Allograft steatohepatitis in progressive familial intrahepatic cholestasis type 1 after living donor liver transplantation.

Research paper by Aya A Miyagawa-Hayashino, Hiroto H Egawa, Tohru T Yorifuji, Makoto M Hasegawa, Hironori H Haga, Tatsuaki T Tsuruyama, Mei-Chin MC Wen, Ryo R Sumazaki, Toshiaki T Manabe, Shinji S Uemoto

Indexed on: 30 May '09Published on: 30 May '09Published in: Liver Transplantation


We studied histological features and long-term outcomes in patients with progressive familial intrahepatic cholestasis type 1 (PFIC1) after liver transplantation (LT). Histological findings were correlated with the post-LT course and treatment in 11 recipients with PFIC1. Ages at LT varied from 1 to 18 years (median, 4 years). Macrovesicular steatosis was observed in 8 patients at a median of 60 days post-LT (range, 21-191 days). Severe steatosis progressed to steatohepatitis in 7 patients at a median of 161 days (range, 116-932 days). The patients were followed up for a median of 7.3 years (range, 2.3-16.1 years).
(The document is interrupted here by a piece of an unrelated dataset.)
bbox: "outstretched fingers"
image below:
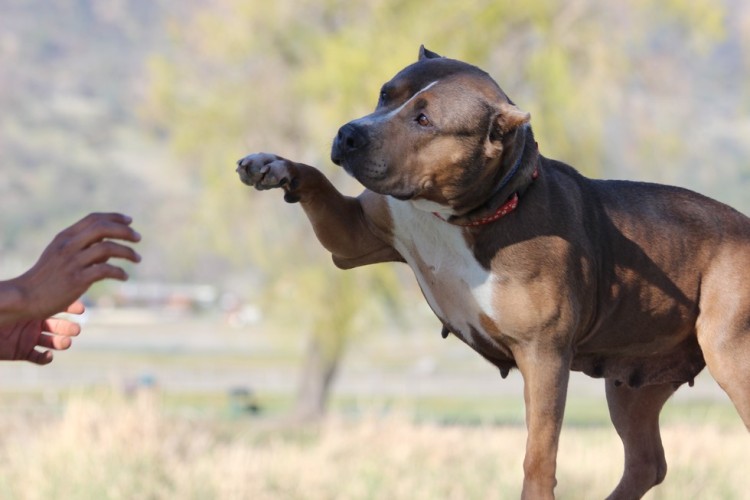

Six showed bridging fibrosis, with 2 progressing to cirrhosis. One patient with cirrhosis died because of the rupture of a splenic artery aneurysm 13.6 years post-LT. Post-LT refractory diarrhea was present in all 8 having steatosis. Three without post-LT diarrhea showed no allograft steatosis. Bile adsorptive resin therapy reduced the diarrhea and steatosis. Patients with posttransplant steatosis typically had more severe mutations of the ATPase class I type 8B member 1 (ATP8B1) gene and were more likely to have systemic complications such as pancreatitis. In conclusion, allograft steatosis was present in patients with PFIC1, progressing to steatohepatitis and cirrhosis. Because expression of the familial intrahepatic cholestasis 1 gene occurs in several organs, including the small intestine, pancreas, and liver, and it is involved in enterohepatic bile acid circulation, post-LT steatosis may be due to a malfunction of the ATP8B1 product.